Ya ese tercer mandato fue barranca abajo en materia de transparencia, y sobre todo, de desmadre político y desbordes autoritarios; pero el colmo en esta pronunciada decadencia moral y política, vino cuando se presentó a la segunda re-elección sucesiva, lo que sería su tercer período de gobierno consecutivo, y el cuarto en total. Para el 2016, dejando de lado cualquier asomo de vergüenza, su compañera de fórmula fue Rosario Murillo. Sí, ni más ni menos que su pareja. O sea: hoy en día, en Nicaragua, la Vicepresidenta es la Primera Dama.
Con este dato, duele pero no asombra que el proceso de degradación política y legal se haya acelerado aun más. El afán de poder de la pareja presidencial, su corrupción, los arreglos, y sus desbordes autoritarios se vieron plasmados en lo que fueron las protestas contra la reforma previsional, iniciadas en abril de 2018 y finalizadas en julio de ese año. El antiguo líder revolucionario no dudó en reprimir violentamente las protestas, que incluían a estudiantes y trabajadores. El saldo de los enfrentamientos fue de al menos 300 nicaragüenses muertos, más de 1.200 heridos, y entre 700 y 800 heridos.
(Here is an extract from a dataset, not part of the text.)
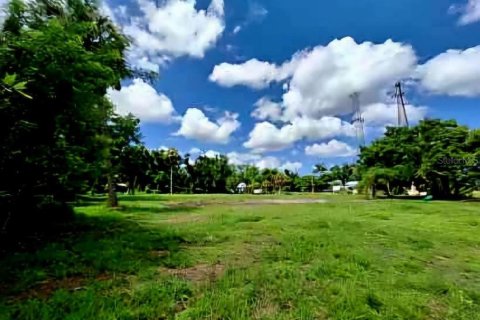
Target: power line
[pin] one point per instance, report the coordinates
(358, 121)
(401, 111)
Así llegamos a las protestas más recientes, las que sucedieron hace un par de días, en un año de elecciones presidenciales en el país. Elecciones a las que el binomio Ortega-Murillo piensa presentarse.
En este contexto, y luego de haberse una ley anti-terrorista en 2018 (luego de aquellas protestas) el gobierno nicaragüense ha detenido a 19 opositores políticos, incluyendo a 5 precandidatos presidenciales, una ex primera dama, dos ex vicecancilleres, un banquero, e incluso dos antiguos integrantes del FSLN. Todos ellos son acusados, bajo el pretexto de esta ley, de conspirar con poderes foráneos contra la seguridad del país.
A su vez, esta oleada de detenciones arbitrarias ha llevado a que muchos otros opositores al régimen hayan decidido exiliarse, para evitar el arresto.
Diversas figuras del arte, como el novelista Sergio Ramírez y la escritora Gioconda Belli, ambos exintegrantes del FSLN, han denunciado esta escalada de arrestos y no han dudado en calificar a la situación como una dictadura.
En un pasaje de ‘’Cien años de soledad’’, Úrsula reprende a su hijo, el Coronel Aureliano Buendía, diciéndole: ‘’Lo que me preocupa es que de tanto odiar a los militares, de tanto combatirlos, de tanto pensar en ellos, has terminado por ser igual a ellos. Y no hay ideal en esta vida que merezca tanta abyección’’.
En eso se han transformado Ortega y Murillo: en dos seres abyectos, sombras penosas de lo que fueron. Enfermos de poder. Dos hijos de puta. Pero no son mis hijos de puta.